I ended up with a delightful meal.  Crispy pork bites that are wonderfully tender and juicy on the inside.  The sprinkling of sesame seeds towards the end was just the cherry… err… seed(?) on top.  Serve this over a bed of rice (or cauli-rice) and a serving of stir-fry vegetables and you’ve got yourself a tasty dish!

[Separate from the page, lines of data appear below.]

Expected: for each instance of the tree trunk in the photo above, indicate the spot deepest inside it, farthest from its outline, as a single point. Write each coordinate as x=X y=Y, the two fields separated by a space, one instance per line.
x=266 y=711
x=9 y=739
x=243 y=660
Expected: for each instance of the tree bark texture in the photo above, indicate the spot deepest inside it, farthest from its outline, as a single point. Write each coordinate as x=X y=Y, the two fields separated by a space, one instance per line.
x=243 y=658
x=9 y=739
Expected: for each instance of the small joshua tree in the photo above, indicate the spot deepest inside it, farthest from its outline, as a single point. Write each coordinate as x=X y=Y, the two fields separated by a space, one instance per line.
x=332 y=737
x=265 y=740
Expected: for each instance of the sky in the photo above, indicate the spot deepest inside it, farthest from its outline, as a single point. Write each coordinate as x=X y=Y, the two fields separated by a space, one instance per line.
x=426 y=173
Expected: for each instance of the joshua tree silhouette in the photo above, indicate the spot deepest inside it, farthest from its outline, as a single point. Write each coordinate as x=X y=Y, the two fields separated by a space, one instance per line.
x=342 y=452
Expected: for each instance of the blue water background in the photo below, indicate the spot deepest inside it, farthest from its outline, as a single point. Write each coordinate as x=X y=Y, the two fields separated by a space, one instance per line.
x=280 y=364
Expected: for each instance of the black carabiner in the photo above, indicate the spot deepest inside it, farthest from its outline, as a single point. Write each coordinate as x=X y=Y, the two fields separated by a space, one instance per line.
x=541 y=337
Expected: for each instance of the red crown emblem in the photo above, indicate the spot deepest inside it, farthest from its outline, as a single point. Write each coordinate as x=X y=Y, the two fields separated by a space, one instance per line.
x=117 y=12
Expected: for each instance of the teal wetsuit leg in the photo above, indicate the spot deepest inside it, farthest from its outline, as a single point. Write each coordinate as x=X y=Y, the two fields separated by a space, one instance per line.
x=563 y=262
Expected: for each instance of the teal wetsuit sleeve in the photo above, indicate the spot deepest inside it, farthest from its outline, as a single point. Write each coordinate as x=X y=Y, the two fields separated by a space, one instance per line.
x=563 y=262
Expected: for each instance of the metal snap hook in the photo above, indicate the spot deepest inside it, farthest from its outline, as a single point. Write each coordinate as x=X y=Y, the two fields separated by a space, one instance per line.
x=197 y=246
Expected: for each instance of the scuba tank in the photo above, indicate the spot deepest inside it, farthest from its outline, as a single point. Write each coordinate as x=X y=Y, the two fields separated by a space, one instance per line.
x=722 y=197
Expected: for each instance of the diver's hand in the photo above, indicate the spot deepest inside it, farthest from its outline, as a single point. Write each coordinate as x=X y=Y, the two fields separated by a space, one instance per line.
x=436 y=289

What are your Sunday go-to meals?

Chinese Pork- serves 4-6 Chinese Pork | Life Healthfully Lived

Calories: 120 Total Fat: 4.68g Carbs: 2.12g Protein: 16.27g

  • 1 lb pork tenderloin, cut into bite-size chunks
  • 2 tbsp coconut aminos (or soy/tamari sauce)
  • 2 tbsp fish sauce
  • 1 tbsp rice vinegar
  • 1 tsp sesame oil
  • 2 cloves garlic, finely minced
  • 1-in knob of fresh ginger, peeled and finely minced
  • 1 tsp Chinese five-spice
  • 1 tbsp sesame seeds
  1. Whisk together the coconut aminos, fish sauce, rice vinegar, sesame oil, garlic, and ginger.  Place the pork chunks into a large Ziploc bag or shallow dish with a cover.  Pour the marinade over the pork.  Shake the dish or squish the bag to distribute the marinade evenly.  Sit it in the fridge for at least an hour or up to six hours.
  2. Preheat the oven to 400 and line a baking sheet with parchment paper and a cookie rack.  If you don’t have a cookie rack that’s fine, it just helps to circulate the air around the pork and makes it extra crispy.
  3. While the oven is heating up, heat a little oil/fat of choice in a large skillet over high heat.  Sprinkle the pork with a little salt and pepper.  Then quickly sear the pork and then place on the baking sheet.  You aren’t trying to cook them all the way through, just get a little brown around the edges.
  4. Sprinkle the Chinese five-spice over the seared pork and place in the oven for 10 minutes.  Pull out the baking sheet and add the sesame seeds and cook another minute or two until the seeds are toasted.
  5. Serve over rice and with vegetables and enjoy!